The California Department of Education referred media inquiries about the vaccination law to the California Department of Public Health, which in turn, referred questioners to its Senate Bill 277 Frequently Asked Questions web page. Last month, the department quietly posted an update that had been long anticipated by districts, but the information fell short of providing helpful guidance, some lawyers said.
In describing students who have individualized education programs through special education, the update explained in words underlined for emphasis that “parents or guardians must continue to provide immunization records for these students to their schools, and schools must continue to maintain and report records of immunizations that have been received for these students.”
But does “continue to provide immunization records” mean that students in special education must be vaccinated? Ronald Wenkart, general counsel for the Orange County Office of Education, says it does. “You wouldn’t have a record if you were not immunized,” said Wenkart, who has become a bit of a Kremlinologist in trying to decipher the text of the law and the public health department updates.

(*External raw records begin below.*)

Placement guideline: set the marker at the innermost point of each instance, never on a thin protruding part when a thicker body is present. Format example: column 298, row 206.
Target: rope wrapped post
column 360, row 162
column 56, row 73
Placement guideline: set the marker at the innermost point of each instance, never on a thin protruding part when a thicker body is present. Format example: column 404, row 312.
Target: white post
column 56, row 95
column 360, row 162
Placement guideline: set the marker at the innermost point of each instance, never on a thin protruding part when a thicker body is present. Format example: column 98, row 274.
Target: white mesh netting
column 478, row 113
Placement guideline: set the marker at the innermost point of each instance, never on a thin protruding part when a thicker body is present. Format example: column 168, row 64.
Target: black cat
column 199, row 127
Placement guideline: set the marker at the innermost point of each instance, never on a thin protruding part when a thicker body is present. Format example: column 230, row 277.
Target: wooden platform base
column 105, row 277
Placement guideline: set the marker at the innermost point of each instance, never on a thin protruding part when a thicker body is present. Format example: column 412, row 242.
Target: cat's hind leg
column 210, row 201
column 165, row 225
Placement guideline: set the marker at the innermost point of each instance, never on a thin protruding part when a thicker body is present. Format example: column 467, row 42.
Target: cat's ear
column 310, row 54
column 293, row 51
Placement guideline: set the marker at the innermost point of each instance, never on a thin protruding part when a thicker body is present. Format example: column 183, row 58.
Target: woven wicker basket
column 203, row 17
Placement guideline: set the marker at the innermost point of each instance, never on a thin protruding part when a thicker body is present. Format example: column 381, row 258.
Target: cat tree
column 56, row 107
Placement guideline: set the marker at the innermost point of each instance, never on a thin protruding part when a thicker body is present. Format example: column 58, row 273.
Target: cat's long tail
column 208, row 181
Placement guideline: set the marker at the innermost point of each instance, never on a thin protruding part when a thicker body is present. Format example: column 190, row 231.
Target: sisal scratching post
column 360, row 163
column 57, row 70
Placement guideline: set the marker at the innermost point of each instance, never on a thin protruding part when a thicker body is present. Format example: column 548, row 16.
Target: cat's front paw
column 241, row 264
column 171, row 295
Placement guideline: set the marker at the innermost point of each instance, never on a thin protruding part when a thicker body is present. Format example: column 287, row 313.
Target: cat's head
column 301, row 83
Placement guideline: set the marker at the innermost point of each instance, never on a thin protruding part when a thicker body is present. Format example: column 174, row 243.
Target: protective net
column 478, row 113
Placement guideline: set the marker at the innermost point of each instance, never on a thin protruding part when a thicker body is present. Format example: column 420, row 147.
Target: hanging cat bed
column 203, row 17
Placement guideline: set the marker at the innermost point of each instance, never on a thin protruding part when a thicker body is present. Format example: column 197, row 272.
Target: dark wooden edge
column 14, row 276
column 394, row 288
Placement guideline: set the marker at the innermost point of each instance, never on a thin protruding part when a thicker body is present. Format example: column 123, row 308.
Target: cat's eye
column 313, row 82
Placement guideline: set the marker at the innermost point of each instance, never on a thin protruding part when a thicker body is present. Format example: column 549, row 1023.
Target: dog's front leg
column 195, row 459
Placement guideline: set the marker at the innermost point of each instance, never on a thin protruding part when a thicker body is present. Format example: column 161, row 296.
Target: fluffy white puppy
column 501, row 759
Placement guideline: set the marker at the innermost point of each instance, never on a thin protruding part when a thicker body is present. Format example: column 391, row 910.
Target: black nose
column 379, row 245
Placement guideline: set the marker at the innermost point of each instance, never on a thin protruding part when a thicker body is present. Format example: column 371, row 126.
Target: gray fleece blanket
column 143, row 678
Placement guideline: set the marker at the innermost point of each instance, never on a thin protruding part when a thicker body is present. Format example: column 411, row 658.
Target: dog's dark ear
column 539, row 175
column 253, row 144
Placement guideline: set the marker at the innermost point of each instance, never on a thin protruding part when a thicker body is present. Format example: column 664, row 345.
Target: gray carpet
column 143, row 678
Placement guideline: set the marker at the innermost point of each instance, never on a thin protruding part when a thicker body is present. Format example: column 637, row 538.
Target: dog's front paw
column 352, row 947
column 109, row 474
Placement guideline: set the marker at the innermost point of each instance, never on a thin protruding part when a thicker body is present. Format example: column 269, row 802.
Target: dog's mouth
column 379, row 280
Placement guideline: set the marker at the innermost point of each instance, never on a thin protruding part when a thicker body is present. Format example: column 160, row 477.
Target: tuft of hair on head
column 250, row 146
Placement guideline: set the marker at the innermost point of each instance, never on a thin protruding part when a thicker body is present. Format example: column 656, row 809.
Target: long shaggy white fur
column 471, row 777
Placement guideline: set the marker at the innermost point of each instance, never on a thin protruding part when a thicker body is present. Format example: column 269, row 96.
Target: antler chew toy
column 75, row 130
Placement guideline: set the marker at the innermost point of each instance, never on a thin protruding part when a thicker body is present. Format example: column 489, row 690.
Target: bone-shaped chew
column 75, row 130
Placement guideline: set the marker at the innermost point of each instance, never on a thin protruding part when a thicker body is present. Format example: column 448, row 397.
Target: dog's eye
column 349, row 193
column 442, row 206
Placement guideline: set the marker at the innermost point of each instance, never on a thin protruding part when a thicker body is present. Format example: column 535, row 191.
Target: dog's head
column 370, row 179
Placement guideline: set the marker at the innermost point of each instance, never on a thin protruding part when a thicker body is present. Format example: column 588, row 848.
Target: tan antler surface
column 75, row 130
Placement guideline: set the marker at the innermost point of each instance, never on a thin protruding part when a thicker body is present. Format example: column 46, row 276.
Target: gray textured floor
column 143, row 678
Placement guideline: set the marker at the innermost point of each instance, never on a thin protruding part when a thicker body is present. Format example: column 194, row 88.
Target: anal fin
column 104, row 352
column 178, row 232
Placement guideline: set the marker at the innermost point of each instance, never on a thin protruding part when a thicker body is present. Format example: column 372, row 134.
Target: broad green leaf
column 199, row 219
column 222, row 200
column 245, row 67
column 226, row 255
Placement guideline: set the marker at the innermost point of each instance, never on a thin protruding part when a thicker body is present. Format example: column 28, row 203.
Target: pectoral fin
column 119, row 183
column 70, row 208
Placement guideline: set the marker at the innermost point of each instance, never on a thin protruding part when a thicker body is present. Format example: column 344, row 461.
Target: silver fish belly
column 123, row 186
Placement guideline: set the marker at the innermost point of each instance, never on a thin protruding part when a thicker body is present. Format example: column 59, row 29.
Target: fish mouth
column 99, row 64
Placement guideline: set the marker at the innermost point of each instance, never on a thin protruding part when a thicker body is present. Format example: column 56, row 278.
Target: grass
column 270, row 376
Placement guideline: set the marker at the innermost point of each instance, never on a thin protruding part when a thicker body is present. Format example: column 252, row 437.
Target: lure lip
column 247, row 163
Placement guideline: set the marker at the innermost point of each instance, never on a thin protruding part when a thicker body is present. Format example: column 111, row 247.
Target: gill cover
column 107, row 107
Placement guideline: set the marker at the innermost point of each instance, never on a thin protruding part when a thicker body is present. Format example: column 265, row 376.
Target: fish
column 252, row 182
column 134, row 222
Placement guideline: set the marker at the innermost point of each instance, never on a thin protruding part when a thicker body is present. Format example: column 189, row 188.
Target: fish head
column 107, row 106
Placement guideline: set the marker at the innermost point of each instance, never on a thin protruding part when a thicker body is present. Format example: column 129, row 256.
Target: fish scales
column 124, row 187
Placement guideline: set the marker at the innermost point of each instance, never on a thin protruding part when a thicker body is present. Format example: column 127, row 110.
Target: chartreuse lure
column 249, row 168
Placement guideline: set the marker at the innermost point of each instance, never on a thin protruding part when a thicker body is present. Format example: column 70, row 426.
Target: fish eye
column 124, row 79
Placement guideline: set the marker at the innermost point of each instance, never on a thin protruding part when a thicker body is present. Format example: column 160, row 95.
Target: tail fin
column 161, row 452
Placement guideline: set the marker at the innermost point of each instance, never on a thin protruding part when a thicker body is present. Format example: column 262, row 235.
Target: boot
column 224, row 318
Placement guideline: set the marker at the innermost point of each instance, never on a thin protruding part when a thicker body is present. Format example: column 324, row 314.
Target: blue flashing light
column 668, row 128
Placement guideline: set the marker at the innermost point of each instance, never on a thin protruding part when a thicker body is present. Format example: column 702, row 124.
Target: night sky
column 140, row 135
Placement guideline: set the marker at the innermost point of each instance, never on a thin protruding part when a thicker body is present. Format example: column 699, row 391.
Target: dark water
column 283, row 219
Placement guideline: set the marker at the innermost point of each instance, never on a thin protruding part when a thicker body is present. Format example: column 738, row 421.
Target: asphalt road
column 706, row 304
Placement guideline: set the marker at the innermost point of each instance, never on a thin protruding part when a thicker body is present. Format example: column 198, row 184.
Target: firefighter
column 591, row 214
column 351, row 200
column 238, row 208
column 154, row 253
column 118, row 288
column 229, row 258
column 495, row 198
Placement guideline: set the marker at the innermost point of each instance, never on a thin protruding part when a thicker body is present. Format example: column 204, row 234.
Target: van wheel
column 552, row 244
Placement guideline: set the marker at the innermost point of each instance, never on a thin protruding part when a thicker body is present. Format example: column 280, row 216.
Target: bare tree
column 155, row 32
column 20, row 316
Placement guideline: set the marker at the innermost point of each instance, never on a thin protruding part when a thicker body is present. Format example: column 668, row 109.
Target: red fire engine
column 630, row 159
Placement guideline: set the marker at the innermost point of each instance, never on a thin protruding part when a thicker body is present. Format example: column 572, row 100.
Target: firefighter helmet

His office has advised districts that the intention of the law — to improve immunization rates — calls for all students who receive special education services to be vaccinated, unless they have a medical exemption.
“This is about the same guidance we got to begin with,” said Paul Lavigne, executive director of the Greater Anaheim Special Education Local Plan Area. “The law is vague on it. It says students need to receive IEP services but it also says they need to be vaccinated. More guidance would be great.”
“I would have hoped that if the state were to clarify this, they would provide a little more specific clarification than that,” said Jonathan Read, a partner at the law firm Fagen Friedman & Fulfrost.
At the same time, a March 1 revision to the California Department of Education Audit Guide, which instructs auditors how to monitor district compliance with the law, states that auditors who are checking on immunization compliance should exclude students who have individualized education programs and receive special education services.
Wenkart said the audit guidance would create further confusion. “That will give people the false impression that these kids don’t have to be vaccinated,” he said.
With this much uncertainty, the issue will likely make its way to court, said Rhoten of the statewide special education association. “What happens is that case law gets made,” he said.
Rhoten offered this scenario: A district decides that an unvaccinated special education student must be taught at home. The student’s parents file a complaint, arguing that their child is not receiving a “free and appropriate education” in the least restrictive environment. The matter goes before an administrative judge in a due process hearing. The judge considers the student’s right to special education services as well as the school’s obligation to protect the health and safety of other students and staff. One way or another, a ruling is made.
“Then things get decided,” Rhoten said.